Thursday, December 28, 2006
I glued on the right chine log, it went very well. In order to make the front of the log curve I steamed it with a towel and an iron. The process didn't take too long, but I don't have enough clamps to do the other log as well, so I have to wait. I guess I'll have to wait for each rail to dry before glueing the opposite side, this would take alot of time. I think I may trust the glue to stay after a couple hours and take off half the clamps to do the other side.
I unclamped the boards from the keel and amazingly nothing happened. The tail pieces were too long as they should have been, so I had to cut off the extra, but keep the bottom boards. This turned out to be a nightmare and the amazing strength of the glue/caulk that I used tore of pieces of the bottom boards. The damage isn't serious and is mostly cosmetic and hopefully it won't show up.
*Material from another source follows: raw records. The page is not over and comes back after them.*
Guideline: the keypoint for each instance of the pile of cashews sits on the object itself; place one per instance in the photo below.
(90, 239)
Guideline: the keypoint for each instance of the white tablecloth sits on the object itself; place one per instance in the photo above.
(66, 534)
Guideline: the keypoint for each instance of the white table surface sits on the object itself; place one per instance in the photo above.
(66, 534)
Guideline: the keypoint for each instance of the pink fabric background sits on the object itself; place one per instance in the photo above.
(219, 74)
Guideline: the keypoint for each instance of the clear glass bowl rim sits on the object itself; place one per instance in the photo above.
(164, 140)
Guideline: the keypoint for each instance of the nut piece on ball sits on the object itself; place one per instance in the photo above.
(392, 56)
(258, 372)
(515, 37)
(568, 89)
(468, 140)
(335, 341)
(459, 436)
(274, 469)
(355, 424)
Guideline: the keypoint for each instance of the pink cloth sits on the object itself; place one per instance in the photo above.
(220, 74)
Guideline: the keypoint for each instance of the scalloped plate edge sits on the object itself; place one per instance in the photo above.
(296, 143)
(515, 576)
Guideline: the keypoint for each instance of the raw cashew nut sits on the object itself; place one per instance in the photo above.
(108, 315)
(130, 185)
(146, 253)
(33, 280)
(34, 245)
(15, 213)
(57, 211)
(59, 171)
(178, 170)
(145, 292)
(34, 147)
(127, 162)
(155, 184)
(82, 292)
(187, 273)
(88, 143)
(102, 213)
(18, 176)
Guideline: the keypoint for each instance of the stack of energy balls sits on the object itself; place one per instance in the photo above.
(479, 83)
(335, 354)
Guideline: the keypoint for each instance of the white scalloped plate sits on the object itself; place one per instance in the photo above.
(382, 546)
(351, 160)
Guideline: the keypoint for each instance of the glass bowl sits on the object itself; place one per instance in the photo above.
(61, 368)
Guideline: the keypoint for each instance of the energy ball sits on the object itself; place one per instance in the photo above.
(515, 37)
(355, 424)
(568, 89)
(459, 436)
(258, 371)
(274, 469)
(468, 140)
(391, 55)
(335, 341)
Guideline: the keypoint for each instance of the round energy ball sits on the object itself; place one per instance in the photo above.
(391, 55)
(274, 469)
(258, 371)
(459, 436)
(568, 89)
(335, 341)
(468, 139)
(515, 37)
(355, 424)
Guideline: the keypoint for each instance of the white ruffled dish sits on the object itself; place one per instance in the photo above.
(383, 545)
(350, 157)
Wednesday, December 27, 2006
Tonight I glued the keel the the bottom boards. I had to get six more clamps to finish the job and I could have used some more. The 5200 glue took some getting used to and I had a couple small gaps where I didn't get any glue squeezing out, but I filled them in. The only real problem was when the middle of the board between the two ribs didn't touch the keel. I put a board under the deck and wedged it up and that seemed to keep the boards together. Also, I glued the tail block on and secured it from the celing(ran out of clamps). I'm not putting any blocks in because I plan on glassing on the fins and putting the leash in without penetrating the board cavity through the tail, more on that later.
Last night I built a rocker table and glued the top planks together just to get that out of the way. It was much easier to clamp with the rocker table than with only four sawhorses. I followed the directions and clamped it up, taped the seams, unclamped, flipped, glued, and clamped again. They turned out pretty nice.
Monday, December 25, 2006
I glued the ribs to the keel of the board. I dryfitted all of them before glueing. In order to get them in with the glue, however, I needed to use a rubber hammer. Instead of looking down the spine to make sure all the ribs were level, I held one end up and put the other on the ground. I slowly moved my hand towards the floor. If a rib didn't hit the floor uniformly I knew that it was out of line. This may be a little hard to understand. Anyway, I'm pretty sure that it went as well as possible.
I looked at my bottom planks and saw that, towards the front, one of the boards is out of line. I think I'll be able to sand the entire piece down a little bit to fix it. I really wish I could put the whole thing into a thickness planer and make it perfectly smooth.
I glued the 5 bottom boards together tonight. First, I dry clamped all the boards together and taped them up on one side. Then I flipped it over and using the tape as a hinge, I glued in all the cracks. Then I clamped it up again. It was difficult making all the clamps stay on because the board was only 1/4 inch thick.
I received my 6'0" Wherry surfboard kit from grainsurfboards.com today for Christmas. The kit included everything I need to build the board; wood, epoxy, fiberglass, and glue. However, I still need to purchase some wood for a table on which to build, and a 10' x 4" PVC pipe for clamps. I'm pretty excited, and I'll begin as soon as I make a trip to the local lumberyard.